Injection of low salinity brines can improve oil recovery (IOR) in carbonate reservoirs by changing the rock wettability from oil-wet to more water-wet. Existing numerical simulation models for low salinity flooding use empirical relationships that do not properly capture important processes for wettability alteration, such as aqueous species concentrations, oil acidity, and rock mineralogy. In our previous research on modeling spontaneous imbibition with tuned water (SPE170966), we developed a process-based and predictive model that explicitly includes the chemical interactions between crude oil, brine, and the carbonate surface. In this research, we extend the previous model for low salinity water flooding to both chalk and limestone cores.

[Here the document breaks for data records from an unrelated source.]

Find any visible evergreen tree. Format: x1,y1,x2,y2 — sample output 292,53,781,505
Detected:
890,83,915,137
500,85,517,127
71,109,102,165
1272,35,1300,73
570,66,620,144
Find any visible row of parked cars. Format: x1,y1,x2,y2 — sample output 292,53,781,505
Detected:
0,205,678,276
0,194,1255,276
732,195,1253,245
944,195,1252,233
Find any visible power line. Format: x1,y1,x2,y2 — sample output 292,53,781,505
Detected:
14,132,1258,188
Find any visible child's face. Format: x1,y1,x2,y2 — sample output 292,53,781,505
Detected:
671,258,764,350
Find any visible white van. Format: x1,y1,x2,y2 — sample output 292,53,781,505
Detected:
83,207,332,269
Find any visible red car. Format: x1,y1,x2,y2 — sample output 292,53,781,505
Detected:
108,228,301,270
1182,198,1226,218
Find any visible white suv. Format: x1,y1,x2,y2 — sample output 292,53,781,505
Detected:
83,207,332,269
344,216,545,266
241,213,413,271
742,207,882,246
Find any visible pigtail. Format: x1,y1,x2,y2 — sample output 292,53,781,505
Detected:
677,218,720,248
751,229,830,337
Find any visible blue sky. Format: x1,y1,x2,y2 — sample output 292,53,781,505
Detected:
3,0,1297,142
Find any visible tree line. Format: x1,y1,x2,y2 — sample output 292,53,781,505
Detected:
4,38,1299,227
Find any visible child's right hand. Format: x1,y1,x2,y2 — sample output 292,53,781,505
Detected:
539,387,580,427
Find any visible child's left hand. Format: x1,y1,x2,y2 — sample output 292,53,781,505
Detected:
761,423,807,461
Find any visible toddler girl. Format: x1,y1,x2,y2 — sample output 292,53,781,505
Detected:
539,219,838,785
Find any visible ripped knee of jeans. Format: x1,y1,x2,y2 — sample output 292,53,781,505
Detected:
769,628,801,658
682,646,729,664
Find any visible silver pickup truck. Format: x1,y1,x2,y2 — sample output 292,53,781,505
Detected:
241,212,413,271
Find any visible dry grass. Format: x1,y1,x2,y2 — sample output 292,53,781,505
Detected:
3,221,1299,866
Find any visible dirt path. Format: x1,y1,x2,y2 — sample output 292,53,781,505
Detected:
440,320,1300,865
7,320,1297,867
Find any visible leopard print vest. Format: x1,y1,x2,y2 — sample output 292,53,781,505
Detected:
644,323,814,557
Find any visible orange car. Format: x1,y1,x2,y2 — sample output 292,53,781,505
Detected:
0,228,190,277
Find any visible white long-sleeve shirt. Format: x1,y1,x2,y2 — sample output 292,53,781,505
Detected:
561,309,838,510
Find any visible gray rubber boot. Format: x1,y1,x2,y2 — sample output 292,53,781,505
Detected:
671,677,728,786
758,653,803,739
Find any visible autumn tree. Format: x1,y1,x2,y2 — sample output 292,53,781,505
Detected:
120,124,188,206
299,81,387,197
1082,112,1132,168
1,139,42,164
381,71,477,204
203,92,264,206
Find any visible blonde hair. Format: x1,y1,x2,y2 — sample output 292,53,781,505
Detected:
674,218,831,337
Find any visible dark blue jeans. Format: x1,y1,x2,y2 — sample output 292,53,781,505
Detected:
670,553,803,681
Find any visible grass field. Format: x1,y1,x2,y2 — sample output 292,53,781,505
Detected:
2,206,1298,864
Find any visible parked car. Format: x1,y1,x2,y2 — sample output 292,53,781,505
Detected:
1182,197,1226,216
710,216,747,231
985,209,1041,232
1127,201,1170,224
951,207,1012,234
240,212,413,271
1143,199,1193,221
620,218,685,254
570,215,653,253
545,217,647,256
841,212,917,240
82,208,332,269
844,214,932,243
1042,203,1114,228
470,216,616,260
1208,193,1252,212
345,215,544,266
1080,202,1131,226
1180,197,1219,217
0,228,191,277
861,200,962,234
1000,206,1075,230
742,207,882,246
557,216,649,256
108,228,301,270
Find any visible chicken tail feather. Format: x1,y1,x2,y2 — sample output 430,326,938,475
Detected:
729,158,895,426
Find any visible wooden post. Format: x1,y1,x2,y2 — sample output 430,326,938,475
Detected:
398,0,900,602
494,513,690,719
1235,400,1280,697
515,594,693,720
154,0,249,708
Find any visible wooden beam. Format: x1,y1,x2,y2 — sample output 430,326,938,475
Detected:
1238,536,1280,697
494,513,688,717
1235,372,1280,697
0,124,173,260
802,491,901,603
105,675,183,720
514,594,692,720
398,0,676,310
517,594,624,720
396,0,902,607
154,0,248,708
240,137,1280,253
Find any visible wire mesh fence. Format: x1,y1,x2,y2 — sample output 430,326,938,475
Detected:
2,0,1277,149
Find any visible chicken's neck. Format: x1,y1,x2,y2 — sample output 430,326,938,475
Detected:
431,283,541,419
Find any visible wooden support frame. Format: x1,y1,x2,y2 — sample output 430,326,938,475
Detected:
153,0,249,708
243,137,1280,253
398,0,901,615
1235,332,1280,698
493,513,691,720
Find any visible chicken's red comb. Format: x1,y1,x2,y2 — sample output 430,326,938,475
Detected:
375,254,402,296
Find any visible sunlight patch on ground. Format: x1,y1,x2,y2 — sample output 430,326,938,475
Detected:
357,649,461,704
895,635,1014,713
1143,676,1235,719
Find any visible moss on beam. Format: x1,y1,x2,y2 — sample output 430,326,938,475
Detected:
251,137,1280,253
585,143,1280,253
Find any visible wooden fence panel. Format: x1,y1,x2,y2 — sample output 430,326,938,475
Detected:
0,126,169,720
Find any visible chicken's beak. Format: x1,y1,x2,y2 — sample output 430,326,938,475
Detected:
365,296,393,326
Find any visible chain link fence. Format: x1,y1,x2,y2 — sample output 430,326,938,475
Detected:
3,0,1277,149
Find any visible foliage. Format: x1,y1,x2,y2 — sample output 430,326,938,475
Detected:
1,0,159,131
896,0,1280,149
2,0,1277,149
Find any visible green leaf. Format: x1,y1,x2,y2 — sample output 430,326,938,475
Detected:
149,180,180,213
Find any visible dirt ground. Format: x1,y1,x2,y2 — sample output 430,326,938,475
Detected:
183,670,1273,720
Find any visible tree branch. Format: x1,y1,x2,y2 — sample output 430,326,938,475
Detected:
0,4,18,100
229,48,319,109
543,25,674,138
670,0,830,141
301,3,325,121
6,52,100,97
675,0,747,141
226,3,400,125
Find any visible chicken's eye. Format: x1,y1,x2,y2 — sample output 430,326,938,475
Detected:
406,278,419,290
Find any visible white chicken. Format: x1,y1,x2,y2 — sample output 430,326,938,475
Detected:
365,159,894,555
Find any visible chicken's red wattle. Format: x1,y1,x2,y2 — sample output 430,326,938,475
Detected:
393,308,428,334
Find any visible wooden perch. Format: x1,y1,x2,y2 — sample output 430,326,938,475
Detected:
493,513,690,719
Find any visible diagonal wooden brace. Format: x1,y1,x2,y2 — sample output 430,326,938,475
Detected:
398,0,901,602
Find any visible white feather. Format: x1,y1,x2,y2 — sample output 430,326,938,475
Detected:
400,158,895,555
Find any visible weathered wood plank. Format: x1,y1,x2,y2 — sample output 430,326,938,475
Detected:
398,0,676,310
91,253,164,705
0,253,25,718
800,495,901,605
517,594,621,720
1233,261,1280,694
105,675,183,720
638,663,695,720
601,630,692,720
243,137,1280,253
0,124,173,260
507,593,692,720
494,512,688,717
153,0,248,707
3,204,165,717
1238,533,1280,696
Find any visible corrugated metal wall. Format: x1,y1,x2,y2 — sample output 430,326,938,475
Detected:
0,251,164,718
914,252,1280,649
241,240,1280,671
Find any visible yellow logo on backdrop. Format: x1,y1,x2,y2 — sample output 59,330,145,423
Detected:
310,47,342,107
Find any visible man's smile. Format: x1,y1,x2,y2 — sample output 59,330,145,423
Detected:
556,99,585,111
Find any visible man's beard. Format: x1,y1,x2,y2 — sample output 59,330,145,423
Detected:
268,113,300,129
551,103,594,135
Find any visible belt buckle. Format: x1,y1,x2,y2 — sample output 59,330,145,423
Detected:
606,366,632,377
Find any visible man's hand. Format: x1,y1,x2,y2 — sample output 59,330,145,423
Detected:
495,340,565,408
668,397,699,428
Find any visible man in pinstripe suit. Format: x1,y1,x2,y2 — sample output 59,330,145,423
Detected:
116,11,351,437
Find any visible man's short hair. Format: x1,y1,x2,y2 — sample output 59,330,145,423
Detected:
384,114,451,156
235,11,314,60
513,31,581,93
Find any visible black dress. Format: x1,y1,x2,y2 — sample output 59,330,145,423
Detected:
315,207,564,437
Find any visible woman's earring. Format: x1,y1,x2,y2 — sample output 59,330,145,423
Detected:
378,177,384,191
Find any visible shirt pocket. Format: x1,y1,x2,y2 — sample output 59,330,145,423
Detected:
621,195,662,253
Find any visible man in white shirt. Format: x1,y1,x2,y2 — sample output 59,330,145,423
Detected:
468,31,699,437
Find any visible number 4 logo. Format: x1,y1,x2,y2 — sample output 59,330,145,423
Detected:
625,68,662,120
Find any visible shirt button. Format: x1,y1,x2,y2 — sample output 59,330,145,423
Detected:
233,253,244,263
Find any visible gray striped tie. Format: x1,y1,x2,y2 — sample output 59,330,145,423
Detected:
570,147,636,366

We examine the role of mineralogy in low salinity waterflooding by developing a mechanistic model for wettability that includes surface complexation, aqueous reactions, and dissolution/precipitation of calcite and anhydrite. The reactions coupled with the equations of multiphase flow and transport are solved simultaneously using an IMPEC in-house simulator, PennSim. Relative permeability functions and residual oil saturation during flooding are adjusted dynamically according to the concentration of oil acids attached to the mineral surface. Core flooding experiments from the Stevns Klint (SK) chalk (Fathi et al. 2010), a limestone with small amount of anhydrite (Austad et al. 2012), and a Middle Eastern carbonate with 6% volume fraction anhydrite (Yousef et al. 2011) are used to tune the reaction network and make recovery predictions. Simulation results give remarkable agreement with the effluent concentrations of SO42−, Ca2+ and Mg2+ reported from chromatographic wettability tests and the recoveries for injection of various brines into chalk and limestone cores of differing compositions. For SK chalk without anhydrite, reducing the Na+ and Cl concentration of seawater, while keeping SO42− (sulfate) leads to improved oil recovery (IOR) by as much as 6% OOIP. The presence of anhydrite, which provides a natural source of sulfate, also significantly increased oil recovery for injection of diluted formation water and seawater. Simulations of 2D five-spot patterns using tuned reaction networks demonstrated that IORs from 5% to 20% OOIP can be obtained at reasonable values of pore volumes injected (2.0 PVI). These IORs depend greatly on the aqueous chemistry of the injected fluid, and sweep. The results highlight the critical importance of understanding the mineralogy and including a mechanistic reaction model in the simulation of low salinity water floods.